Whatever the rule may be as to section 15 of the General Corporation Law, it would seem to be well settled by the case of Parmele v. Haas, and of Wood v. Ball, supra, that it is unnecessary to affirmatively plead compliance with section 181 of the Tax Law; that the matter covered by this section is no part of an affirmative case and that the corporation will be presumed to have complied with the section unless the contrary is shown. The Welsbach case, supra, does not seem to affect the decision in Parmele o. Haas, since the complaint in the former case showed upon its face that the plaintiff company was engaged in business within the state. Consequently, the presumption that it has complied with the law did not arise.
In Emmerich v. Sloane, 108 App. Div. 330 (1905), the court distinguished section 15 of the General Corporation Law from section 181 of the Tax Law, saying that the requirements of the latter law were not to be strictly construed, since they were mere revenue regulations for the benefit of the state, which the latter had the right to waive; that if the tax under section 181 were paid before the commencement of the action, the certificate might be obtained thereafter.

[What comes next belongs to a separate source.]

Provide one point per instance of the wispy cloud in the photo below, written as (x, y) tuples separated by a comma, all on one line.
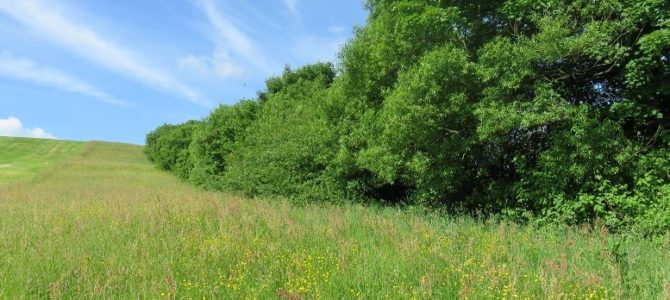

Foreign corporation, shipping goods into the state, not doing business, and may commence action.-A foreign corporation shipping goods into the state on orders addressed to the home office, is not doing business within the state, and therefore not subject to the above limitations as to commencement of action. Harvard Co. v. Wicht, 99 App. Div. 507 (1905); Novelty Manufacturing Co. v. Connell, 88 Hun, 254 (1895). Nor does this tax apply to a foreign corporation, which sold no goods here but received from its agents abroad reports of orders, which these agents transmitted for execution to another. corporation outside of the state. People ex rel. Dutilh-Smith Co. v. Miller, 90 App. Div. 545 (1904).